The father relies on a higher reading; he never forgets himself as father or confuses fatherhood with mere judgement. Only as a father can he recall the son to himself.
In this spirit, he reminds his son that the world is bigger than upcoming baseball games or the girl he is courting.
Implicit in this interaction is a gift—a mercy. The Father reckons love unto his boy, not just his own love for the boy, but the son’s love for his mother.
Only grace and truth have this power. Do we have such faith, faith that our children truly are made in the image of Love? Do we have the courage to reckon this unto them, to read them in this way?
Only grace and truth have the power to reckon unto us the love we are made for, the power to recall not only the person to the law, but to recall the person.
From Thorton Wilder’s Our Town:
GIBBS: Oh, George, can you come down a minute?
GEORGE: Yes, Pa. He descends the ladder.
GIBBS: Make yourself comfortable, George; I’ll only keep you a minute. George, how old are you?
GEORGE: I? I’m sixteen, almost seventeen.
GIBBS: What do you want to do after school’s over?
GEORGE: Why, you know, Pa. I want to be a farmer on Uncle Luke’s farm.
GIBBS: You’ll be willing, will you, to get up early and milk and feed the stock . . . and you’ll be able to hoe and hay all day?
GEORGE: Sure, I will. What are you . . . what do you mean, Pa?
GIBBS: Well, George, while I was in my office today I heard a funny sound . . . and what do you think it was? It was your mother chopping wood. There you see your mother getting up early; cooking meals all day long; washing and ironing; and still she has to go out in the back yard and chop wood. I suppose she just got tired of asking you. She just gave up and decided it was easier to do it herself. And you eat her meals, and put on the clothes she keeps nice for you, and you run off and play baseball, like she’s some hired girl we keep around the house but that we don’t like very much…. Well, I knew all I had to do was call your attention to it. Here’s a handkerchief, son. George, I’ve decided to raise your spending money twenty-five cents a week. Not, of course, for chopping wood for your mother, because that’s a present you give her, but because you’re getting older and I imagine there are lots of things you must find to do with it
GEORGE: Thanks, Pa.
* * * *
The law of the Lord is perfect, converting the soul…
The statutes of the Lord are right, rejoicing the heart: the commandment of the Lord is pure, enlightening the eyes…
the judgments of the Lord are true and righteous altogether.
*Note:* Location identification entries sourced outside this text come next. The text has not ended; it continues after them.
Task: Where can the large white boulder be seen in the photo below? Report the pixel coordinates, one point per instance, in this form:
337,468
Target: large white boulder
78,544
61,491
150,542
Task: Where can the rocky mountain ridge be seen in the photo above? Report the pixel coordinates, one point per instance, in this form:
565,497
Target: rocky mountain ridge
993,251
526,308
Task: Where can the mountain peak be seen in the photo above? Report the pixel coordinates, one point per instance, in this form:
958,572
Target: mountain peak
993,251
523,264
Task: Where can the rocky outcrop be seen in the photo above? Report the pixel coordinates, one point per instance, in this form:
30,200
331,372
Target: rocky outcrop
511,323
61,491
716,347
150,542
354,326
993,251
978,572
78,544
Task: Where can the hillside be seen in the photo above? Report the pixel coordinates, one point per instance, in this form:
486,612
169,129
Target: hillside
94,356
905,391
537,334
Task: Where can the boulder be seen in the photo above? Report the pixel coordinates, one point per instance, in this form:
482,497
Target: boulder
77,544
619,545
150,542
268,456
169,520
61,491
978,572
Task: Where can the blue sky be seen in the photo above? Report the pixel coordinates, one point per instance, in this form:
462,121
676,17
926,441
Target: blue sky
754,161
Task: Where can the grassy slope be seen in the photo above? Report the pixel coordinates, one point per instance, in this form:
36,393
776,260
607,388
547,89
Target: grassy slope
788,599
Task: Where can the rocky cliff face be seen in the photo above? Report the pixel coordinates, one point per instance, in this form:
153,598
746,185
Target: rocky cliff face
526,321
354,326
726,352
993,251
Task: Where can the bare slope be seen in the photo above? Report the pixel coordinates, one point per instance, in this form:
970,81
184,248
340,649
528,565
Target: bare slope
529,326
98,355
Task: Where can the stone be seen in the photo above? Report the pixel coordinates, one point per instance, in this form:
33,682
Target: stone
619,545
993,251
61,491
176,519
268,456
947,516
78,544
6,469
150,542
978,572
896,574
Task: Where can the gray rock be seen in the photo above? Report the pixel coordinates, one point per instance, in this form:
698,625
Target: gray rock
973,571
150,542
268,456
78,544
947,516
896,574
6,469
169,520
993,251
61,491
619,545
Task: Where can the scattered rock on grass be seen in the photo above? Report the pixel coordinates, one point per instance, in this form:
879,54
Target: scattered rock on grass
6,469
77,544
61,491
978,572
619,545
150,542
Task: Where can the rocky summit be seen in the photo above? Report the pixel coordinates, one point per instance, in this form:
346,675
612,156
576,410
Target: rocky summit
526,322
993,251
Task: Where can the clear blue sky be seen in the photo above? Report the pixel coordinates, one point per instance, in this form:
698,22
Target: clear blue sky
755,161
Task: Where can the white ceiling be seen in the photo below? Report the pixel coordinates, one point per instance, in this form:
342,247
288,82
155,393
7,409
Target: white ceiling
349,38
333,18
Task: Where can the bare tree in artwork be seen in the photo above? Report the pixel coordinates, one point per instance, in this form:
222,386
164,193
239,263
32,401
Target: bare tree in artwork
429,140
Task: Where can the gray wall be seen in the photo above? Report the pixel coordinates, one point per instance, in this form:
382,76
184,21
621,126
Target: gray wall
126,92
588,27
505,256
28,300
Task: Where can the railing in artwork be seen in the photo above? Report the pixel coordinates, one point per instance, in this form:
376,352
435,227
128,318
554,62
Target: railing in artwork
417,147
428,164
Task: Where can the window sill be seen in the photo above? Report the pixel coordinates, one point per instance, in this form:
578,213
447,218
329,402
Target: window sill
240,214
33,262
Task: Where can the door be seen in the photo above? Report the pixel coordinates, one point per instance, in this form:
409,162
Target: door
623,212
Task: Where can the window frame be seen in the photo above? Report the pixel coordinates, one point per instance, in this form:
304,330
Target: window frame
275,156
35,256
More to be desired are they than gold (excerpted from Psalm 19).
We are free in this new law, in the new commandment because we have a Father who remembers us and remembers for us, who recalls us to the truth about himself, but also to the truth about ourselves. Do the Liberal Arts have something of this power hidden in them?
I do not wish to oversell New College Franklin. What I am speaking of is the small part we play in this journey. We are so far from being sufficient to this task, that we are actually free from such a burden. This is why we can occasionally laugh here. Are they free to laugh at other colleges? I don’t know. Often it doesn’t seem so. Here, we openly acknowledge that we are not a factory of success. Perhaps other colleges are. Perhaps they do manufacture success. We have left off with factory work to pursue something far more exciting. We pursue what we can in no way manufacture, the gift of God. In doing so, we learn to read, and find that what God has written is well worth reading and reading well.